Artist Nathan Florence, a plaintiff in the suit, is challenging an aspect of the law that requires labeling of websites as "harmful to minors" in some cases. The ACLU alleges the law considers visual art, photography, graphic novels, sexual health information and information about rights for the lesbian,gay, bisexual and transgender communities "harmful to minors."
"This law puts a chill on the speech of individuals and organizations like the ACLU of Utah in their efforts to educate the public about their rights," said John Mejia, legal director of the ACLU of Utah. "While the state has a valid interest in seeking to protect minors, this statute sweeps too far in trying to accomplish that goal."
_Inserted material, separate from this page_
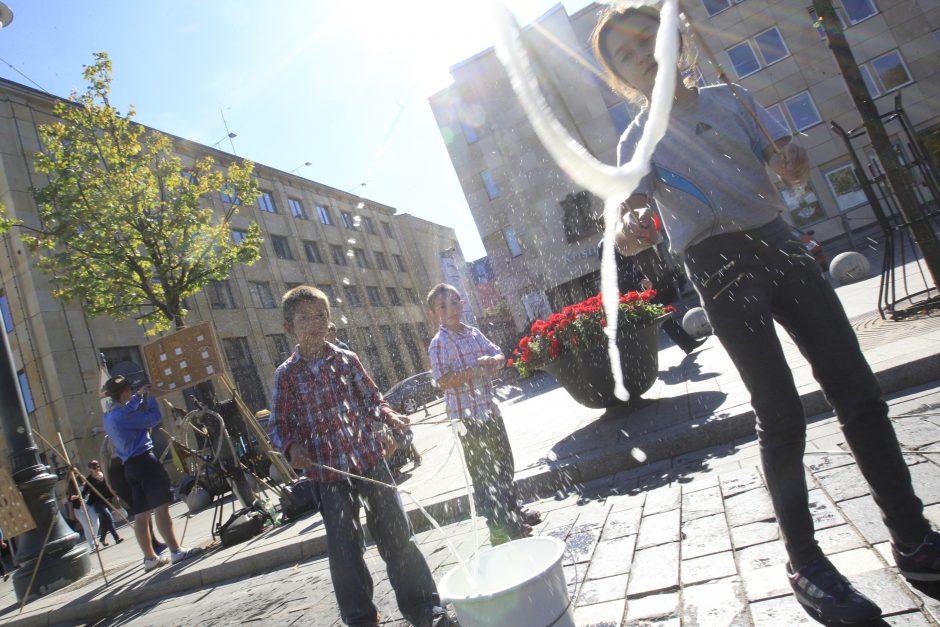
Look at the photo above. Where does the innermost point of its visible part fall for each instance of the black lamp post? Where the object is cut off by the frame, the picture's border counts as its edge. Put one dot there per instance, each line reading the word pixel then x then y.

Assistant Attorney General Jerrold S. Jensen said following Thursday's hearing that the plaintiffs in the lawsuit are misconstruing the law as a "worldwide prohibition of content."
"They're claiming it restricts Internet content providers throughout the world," Jensen said. "We're saying it only restricts one-on-one communication of material harmful to minors.
Jensen said the statute can only be applied in "one-on-one situations," such as when a predator targets a juvenile in a chat room. The statute also doesn't apply outside of Utah and is intended for the "very narrow distinction" of one-on-one communication, he said.
He used the example of a 13-year-old who is sold a Hustler magazine in a magazine shop. The clerk who sold the magazine can be punished, because they knew they were providing "harmful content" to a juvenile. The same rule applies on the Internet, if someone knows or believes the recipient of harmful content is a minor, Jensen said.